At the same time, you can still find a useful prescription in the Project Mayhem part of the movie, especially in one unforgettable scene where Tyler Durden threatens to kill a store clerk. Again, this is not to be read verbatim as an invitation to go out and wave a loaded gun at your local 7-11, but a metaphorical reminder of one key principle that should guide our lives as men. Memento mori. Remember you will die. Tyler Durden’s action represents the activation energy we often need and frequently fail to reach as we remain coddled by lives of easily accessible temporary satisfaction. It’s hard to get off your backside, do hard stuff or get better at something. Sometimes we need a drastic push, and the movie teaches us to think as though there was always a gun pressed against our temples. Do what you said you’d do. Yesterday you said tomorrow. Don’t let your dreams be dreams. Do the thing. That’s what this scene means.

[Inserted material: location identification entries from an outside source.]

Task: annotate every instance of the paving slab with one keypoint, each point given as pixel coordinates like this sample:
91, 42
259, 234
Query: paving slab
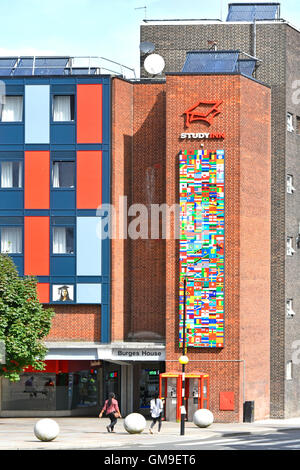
91, 433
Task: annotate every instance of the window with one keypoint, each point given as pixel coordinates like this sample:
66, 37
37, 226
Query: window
289, 184
289, 370
289, 308
289, 122
11, 110
63, 174
11, 240
11, 175
63, 240
63, 108
289, 246
298, 125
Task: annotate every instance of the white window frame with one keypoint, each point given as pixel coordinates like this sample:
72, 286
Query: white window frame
289, 308
289, 184
289, 370
289, 246
290, 122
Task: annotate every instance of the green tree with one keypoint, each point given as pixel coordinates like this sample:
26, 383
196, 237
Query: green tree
23, 321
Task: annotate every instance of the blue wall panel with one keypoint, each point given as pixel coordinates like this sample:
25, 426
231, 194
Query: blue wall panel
11, 133
11, 199
88, 293
63, 133
61, 265
37, 114
62, 199
88, 247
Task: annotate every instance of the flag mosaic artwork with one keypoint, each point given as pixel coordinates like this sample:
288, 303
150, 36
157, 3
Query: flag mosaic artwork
202, 247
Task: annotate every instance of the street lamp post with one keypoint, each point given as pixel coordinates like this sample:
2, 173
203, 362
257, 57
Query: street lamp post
183, 361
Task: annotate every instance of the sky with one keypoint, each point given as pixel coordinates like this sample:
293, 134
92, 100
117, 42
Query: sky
105, 28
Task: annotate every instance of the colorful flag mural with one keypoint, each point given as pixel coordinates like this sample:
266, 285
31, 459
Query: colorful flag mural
202, 247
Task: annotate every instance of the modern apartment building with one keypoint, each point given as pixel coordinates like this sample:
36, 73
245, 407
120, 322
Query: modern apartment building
258, 30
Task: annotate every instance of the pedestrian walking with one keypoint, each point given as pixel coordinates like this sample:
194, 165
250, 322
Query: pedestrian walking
111, 409
156, 408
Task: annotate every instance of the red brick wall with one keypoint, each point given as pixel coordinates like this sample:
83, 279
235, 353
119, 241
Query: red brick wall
75, 323
138, 171
222, 364
255, 259
148, 187
122, 130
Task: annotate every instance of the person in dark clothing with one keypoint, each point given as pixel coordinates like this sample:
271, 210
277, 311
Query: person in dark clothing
112, 411
156, 408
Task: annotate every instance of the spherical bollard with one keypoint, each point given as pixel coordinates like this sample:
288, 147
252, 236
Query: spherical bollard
46, 429
203, 418
134, 423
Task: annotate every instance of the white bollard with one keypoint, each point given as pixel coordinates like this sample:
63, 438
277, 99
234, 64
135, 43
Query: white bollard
134, 423
46, 429
203, 418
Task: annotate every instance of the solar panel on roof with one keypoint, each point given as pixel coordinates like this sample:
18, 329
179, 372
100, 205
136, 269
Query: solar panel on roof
6, 65
50, 65
246, 66
251, 12
24, 67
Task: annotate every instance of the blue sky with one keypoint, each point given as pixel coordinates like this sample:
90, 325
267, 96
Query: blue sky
106, 28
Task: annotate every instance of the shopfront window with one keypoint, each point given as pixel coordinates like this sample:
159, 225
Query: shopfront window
149, 386
33, 392
51, 392
83, 387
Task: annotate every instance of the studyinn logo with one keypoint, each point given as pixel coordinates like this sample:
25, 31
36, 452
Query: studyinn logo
203, 111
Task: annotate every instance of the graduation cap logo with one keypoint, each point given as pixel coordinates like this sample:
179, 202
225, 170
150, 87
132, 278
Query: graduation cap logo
203, 111
64, 293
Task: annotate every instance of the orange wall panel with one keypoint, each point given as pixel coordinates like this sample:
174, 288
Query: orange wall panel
37, 246
37, 180
89, 114
43, 292
89, 179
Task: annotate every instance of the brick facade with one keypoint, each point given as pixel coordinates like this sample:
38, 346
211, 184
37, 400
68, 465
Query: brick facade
75, 323
247, 251
138, 162
277, 45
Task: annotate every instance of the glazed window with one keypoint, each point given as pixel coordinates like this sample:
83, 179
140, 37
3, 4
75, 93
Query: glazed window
11, 240
11, 109
289, 246
289, 122
298, 125
63, 240
289, 308
63, 174
289, 184
63, 108
289, 370
11, 174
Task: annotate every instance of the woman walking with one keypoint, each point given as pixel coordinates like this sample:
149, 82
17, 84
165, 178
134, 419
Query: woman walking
156, 407
112, 411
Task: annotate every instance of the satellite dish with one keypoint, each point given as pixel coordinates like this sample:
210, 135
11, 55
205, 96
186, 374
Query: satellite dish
147, 47
154, 64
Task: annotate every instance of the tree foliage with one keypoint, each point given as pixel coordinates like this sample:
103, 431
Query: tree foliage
23, 321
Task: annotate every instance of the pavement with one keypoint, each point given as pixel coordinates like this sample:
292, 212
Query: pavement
90, 433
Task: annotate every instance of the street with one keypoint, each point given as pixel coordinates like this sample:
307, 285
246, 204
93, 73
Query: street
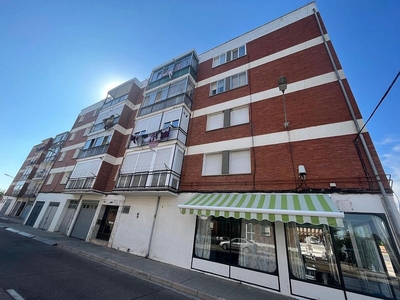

However, I accept that many of these prescriptions may not be immediately accessible to anyone who casually sits down to watch Fight Club, even for the umpteenth time. To figure out how to read this movie as a manual for self-improvement, men (who are most likely to watch this movie anyway) need someone to help them find that meaning. Someone who would genuinely have their best interest at heart. Someone who’d want them to succeed. A positive male role model. Maybe a dad they never had, or a dad they wished their fathers had been.
Men need other men to guide them and in an age where masculinity is negatively connoted as a matter of course, it is so much more important than ever. Therefore, I view Fight Club, a movie old enough to have kids of its own, as a great tool with which to teach important aspects of self-improvement and to understand what happens when we choose not to get off our asses and let our urges run rampant. This movie isn’t toxic. It’s indispensable. But it needs to come with a manual… which I hope I’ve now written.